The last thing I remember was being wheeled into the operating room. I had been asked to answer the following questions on eight different occasions that morning in the hospital: What is your name, your birthdate, and what procedure are you having today?
My left hip and left foot were marked with a Sharpie Marker. All of this advanced technology was to alleviate mistakes, something like accidentally getting a lobotomy instead of a total hip replacement. Comforting, this modern medical science. I remember the operating room being cold. I recall the operating table being metallic, cool and narrow. I remember someone saying something about... and I was out as the doc did his dirty deed for the next two hours, placed in the recovery area and monitored for an hour, and finally assigned my post-op home: room #405, Piedmont Hospital, Atlanta.

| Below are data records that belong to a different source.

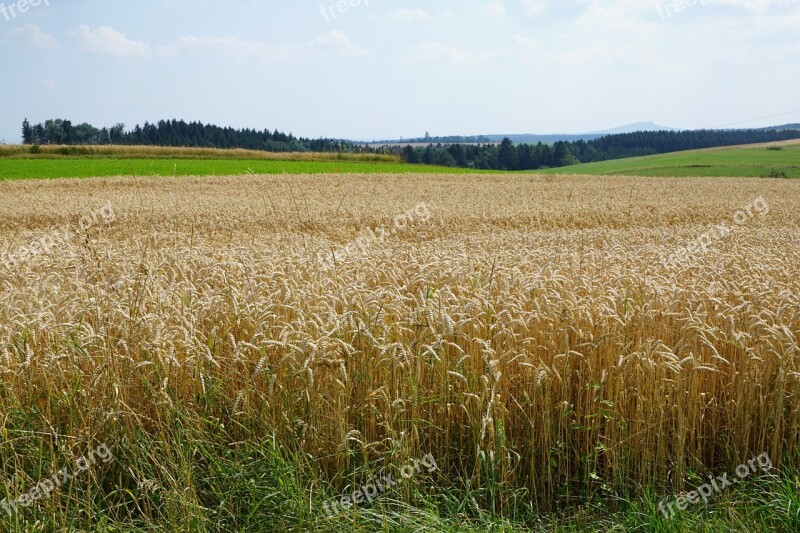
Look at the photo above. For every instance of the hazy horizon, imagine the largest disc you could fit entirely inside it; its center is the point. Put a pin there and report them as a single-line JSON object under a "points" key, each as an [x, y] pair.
{"points": [[379, 71]]}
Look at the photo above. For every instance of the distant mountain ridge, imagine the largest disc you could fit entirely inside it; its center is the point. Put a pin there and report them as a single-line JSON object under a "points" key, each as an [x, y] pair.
{"points": [[533, 138]]}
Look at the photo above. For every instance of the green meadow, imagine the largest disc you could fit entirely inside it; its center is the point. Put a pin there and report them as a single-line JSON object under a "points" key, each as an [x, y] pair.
{"points": [[781, 160]]}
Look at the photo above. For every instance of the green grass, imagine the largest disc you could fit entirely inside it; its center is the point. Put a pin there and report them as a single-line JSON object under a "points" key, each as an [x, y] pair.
{"points": [[197, 475], [755, 161], [70, 167]]}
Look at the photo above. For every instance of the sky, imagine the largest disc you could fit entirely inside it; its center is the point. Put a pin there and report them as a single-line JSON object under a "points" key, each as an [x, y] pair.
{"points": [[383, 69]]}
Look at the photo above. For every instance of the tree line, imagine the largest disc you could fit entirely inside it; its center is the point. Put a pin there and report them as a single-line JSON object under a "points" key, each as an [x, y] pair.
{"points": [[508, 156], [503, 156], [177, 133]]}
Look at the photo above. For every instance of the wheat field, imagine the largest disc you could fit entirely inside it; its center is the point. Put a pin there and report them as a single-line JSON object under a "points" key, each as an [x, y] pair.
{"points": [[526, 334]]}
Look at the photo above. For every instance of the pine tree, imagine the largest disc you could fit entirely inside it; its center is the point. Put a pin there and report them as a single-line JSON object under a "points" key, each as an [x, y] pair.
{"points": [[27, 132]]}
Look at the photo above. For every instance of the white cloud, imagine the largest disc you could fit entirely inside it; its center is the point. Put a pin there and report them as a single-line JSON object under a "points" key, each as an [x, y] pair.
{"points": [[32, 36], [534, 7], [333, 41], [496, 9], [439, 52], [410, 15], [107, 41]]}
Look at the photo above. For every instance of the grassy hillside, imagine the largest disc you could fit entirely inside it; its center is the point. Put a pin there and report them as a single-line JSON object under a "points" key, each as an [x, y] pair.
{"points": [[742, 161], [18, 162]]}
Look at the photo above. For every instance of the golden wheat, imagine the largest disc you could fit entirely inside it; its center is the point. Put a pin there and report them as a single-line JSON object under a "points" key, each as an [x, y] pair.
{"points": [[527, 333]]}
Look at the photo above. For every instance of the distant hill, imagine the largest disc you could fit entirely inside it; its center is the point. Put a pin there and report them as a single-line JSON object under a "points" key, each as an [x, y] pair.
{"points": [[530, 138], [784, 127], [636, 126]]}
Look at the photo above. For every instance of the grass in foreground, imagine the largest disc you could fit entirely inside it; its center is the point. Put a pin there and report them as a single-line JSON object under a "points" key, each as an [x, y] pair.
{"points": [[525, 334], [753, 161]]}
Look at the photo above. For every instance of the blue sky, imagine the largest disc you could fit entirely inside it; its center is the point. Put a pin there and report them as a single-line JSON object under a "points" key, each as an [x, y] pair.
{"points": [[373, 69]]}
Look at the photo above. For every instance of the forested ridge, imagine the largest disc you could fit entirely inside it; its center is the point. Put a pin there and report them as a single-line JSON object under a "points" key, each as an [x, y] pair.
{"points": [[503, 156]]}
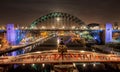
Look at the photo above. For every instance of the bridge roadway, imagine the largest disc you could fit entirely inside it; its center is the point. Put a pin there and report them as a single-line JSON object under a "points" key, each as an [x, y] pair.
{"points": [[51, 44]]}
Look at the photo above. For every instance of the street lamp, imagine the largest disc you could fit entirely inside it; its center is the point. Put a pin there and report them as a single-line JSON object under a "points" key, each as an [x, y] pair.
{"points": [[58, 19]]}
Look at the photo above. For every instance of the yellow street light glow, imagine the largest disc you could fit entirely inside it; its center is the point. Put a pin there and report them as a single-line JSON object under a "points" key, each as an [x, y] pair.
{"points": [[53, 27], [58, 19], [84, 65], [82, 51], [43, 27], [63, 27], [58, 41], [43, 65], [74, 65], [94, 64], [73, 27]]}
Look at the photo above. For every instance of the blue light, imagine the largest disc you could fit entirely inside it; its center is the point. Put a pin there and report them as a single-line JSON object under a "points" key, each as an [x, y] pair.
{"points": [[11, 34], [108, 36]]}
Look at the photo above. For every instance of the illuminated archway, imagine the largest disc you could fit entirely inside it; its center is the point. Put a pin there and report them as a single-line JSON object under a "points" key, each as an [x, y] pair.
{"points": [[57, 20]]}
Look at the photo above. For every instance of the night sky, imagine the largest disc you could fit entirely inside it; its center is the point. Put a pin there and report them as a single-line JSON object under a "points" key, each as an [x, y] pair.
{"points": [[90, 11]]}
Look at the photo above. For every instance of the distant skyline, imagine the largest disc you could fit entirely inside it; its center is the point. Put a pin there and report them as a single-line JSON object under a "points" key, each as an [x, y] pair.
{"points": [[24, 12]]}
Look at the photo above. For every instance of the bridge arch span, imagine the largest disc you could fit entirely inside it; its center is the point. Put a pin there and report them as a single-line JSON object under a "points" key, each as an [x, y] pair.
{"points": [[57, 20]]}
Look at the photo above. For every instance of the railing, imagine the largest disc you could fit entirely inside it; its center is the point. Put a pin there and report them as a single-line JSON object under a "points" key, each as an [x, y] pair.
{"points": [[55, 57]]}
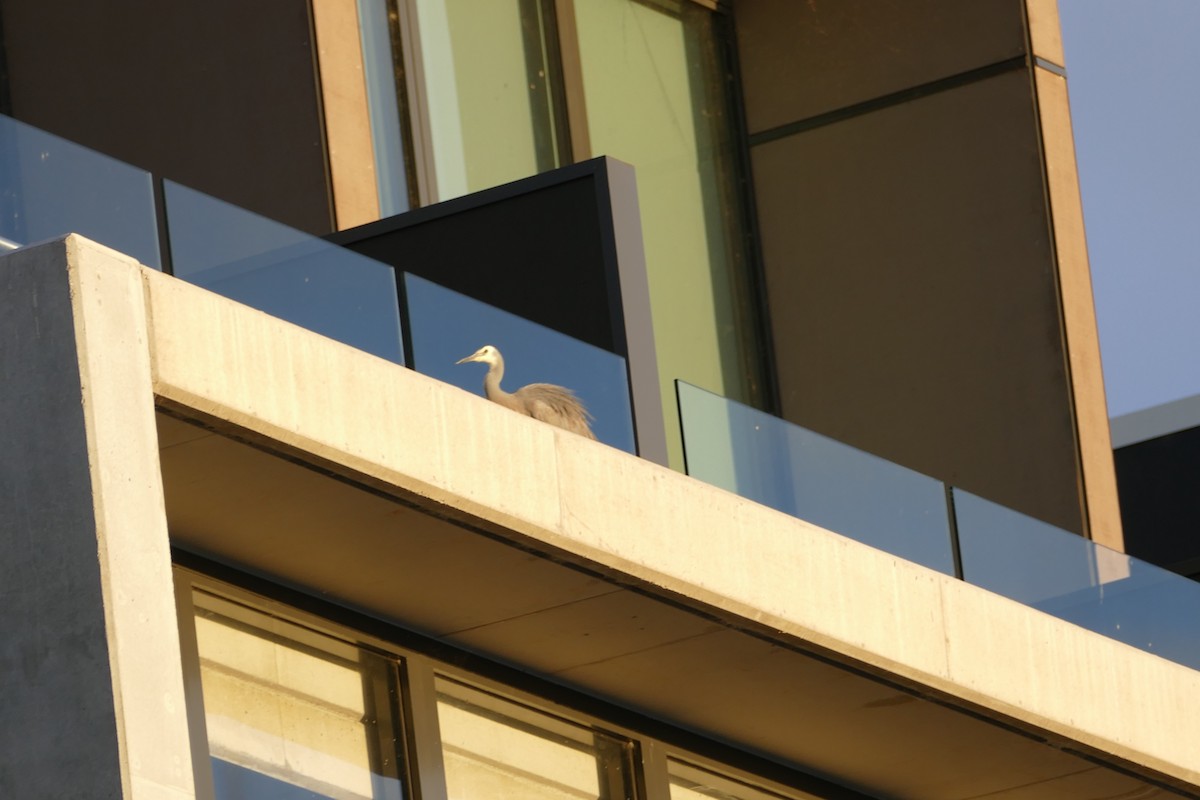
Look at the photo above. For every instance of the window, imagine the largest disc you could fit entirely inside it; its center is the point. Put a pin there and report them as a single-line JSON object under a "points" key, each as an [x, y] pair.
{"points": [[497, 749], [294, 714], [491, 91], [295, 707]]}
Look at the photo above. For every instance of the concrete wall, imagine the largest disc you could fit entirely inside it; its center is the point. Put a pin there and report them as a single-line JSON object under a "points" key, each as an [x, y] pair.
{"points": [[93, 701]]}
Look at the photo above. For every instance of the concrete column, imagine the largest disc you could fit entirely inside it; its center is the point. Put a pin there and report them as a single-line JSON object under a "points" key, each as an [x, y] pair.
{"points": [[93, 696]]}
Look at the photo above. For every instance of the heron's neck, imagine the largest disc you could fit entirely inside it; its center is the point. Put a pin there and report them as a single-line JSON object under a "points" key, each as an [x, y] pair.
{"points": [[492, 380]]}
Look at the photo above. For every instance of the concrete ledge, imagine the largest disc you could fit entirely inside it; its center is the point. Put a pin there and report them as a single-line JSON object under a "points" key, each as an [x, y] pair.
{"points": [[87, 575], [549, 489]]}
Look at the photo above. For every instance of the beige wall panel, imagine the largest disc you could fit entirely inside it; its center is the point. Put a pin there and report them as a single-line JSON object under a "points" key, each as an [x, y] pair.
{"points": [[1045, 34], [347, 114], [1079, 312], [803, 59], [913, 296]]}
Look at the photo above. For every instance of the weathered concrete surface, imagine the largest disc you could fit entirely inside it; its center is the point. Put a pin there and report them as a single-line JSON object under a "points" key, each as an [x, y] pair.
{"points": [[89, 654], [582, 501]]}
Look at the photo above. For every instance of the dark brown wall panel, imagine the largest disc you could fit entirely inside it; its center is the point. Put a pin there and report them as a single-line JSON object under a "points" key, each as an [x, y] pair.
{"points": [[804, 58], [220, 95], [913, 294]]}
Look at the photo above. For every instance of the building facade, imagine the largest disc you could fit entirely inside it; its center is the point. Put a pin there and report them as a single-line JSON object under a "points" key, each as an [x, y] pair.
{"points": [[247, 560]]}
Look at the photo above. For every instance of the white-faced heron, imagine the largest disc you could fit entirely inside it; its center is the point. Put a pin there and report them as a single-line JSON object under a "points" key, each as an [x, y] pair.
{"points": [[557, 405]]}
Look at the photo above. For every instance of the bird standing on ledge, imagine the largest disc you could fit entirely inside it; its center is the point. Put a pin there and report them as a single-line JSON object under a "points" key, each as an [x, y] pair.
{"points": [[557, 405]]}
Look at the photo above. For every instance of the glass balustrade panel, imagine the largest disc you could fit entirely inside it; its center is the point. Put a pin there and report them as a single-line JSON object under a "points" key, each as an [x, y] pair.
{"points": [[51, 187], [1078, 581], [815, 477], [285, 272]]}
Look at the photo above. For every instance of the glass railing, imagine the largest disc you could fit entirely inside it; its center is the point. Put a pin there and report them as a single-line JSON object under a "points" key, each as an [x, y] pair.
{"points": [[49, 186], [447, 326], [1078, 581], [816, 479], [283, 271], [892, 509]]}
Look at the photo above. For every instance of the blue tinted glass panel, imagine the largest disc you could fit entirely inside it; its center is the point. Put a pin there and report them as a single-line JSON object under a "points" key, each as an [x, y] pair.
{"points": [[283, 272], [447, 326], [1078, 581], [51, 187], [816, 479], [234, 782]]}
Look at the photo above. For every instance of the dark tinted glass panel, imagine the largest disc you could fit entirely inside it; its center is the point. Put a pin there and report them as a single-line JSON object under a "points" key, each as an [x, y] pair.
{"points": [[816, 479], [283, 272], [51, 187], [447, 326]]}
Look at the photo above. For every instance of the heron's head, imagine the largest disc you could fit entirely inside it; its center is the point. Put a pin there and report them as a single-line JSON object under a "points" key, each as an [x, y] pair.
{"points": [[486, 354]]}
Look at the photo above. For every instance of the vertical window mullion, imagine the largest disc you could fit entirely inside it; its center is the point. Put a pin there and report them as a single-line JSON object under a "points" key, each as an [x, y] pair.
{"points": [[424, 745], [193, 690], [573, 80], [655, 780]]}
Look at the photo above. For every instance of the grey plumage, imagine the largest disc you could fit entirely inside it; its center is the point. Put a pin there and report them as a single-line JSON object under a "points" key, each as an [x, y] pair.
{"points": [[557, 405]]}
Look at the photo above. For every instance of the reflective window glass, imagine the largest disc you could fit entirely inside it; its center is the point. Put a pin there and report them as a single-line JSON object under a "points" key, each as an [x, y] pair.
{"points": [[293, 714], [491, 91], [654, 83], [497, 749]]}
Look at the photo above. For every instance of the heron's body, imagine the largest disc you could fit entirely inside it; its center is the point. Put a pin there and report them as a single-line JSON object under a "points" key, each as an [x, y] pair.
{"points": [[557, 405]]}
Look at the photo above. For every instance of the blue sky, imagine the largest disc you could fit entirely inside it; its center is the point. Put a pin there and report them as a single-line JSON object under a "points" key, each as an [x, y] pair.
{"points": [[1133, 71]]}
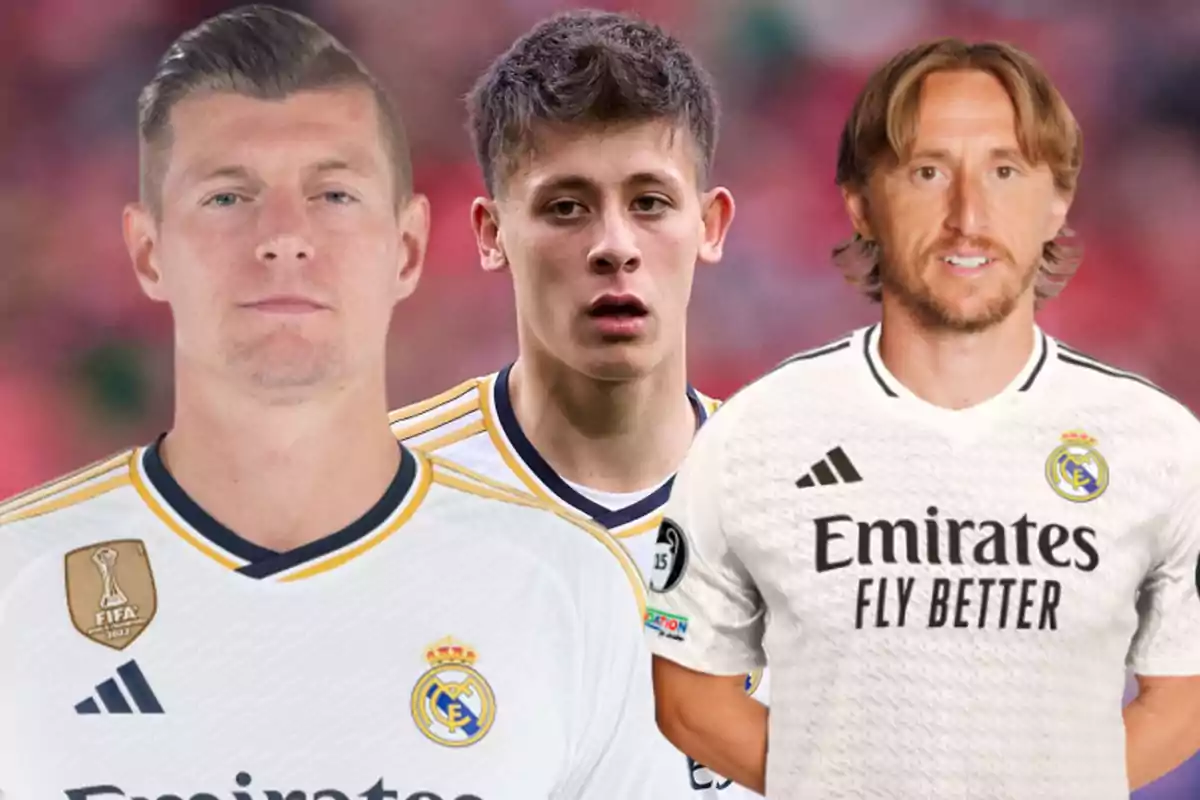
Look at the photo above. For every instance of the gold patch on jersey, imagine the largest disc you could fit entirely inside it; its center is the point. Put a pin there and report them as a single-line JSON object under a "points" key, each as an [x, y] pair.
{"points": [[111, 591], [1075, 469], [753, 679], [453, 704]]}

I awoke to numbness, a loving wife, my legs strapped to a foam wedge placed between my thighs (to keep my new ball joint at the proper angle, I guess), and a morphine drip. I was told that the operation was a success and my hip that had been replaced was “in bad shape.” Well, I could have told them that.
I was also told I could hit my morphine drip plunger every 8 minutes, if needed. I knew from past experience my brain is very good at calculating life in 8 minute intervals and issuing urgent commands to the right thumb to plunge away.
I was done. The nastiness was done. I had a 12-inch gash on my butt sealed with a row of 33 pretty surgical staples. Now came the really hard part– avoiding the catheter.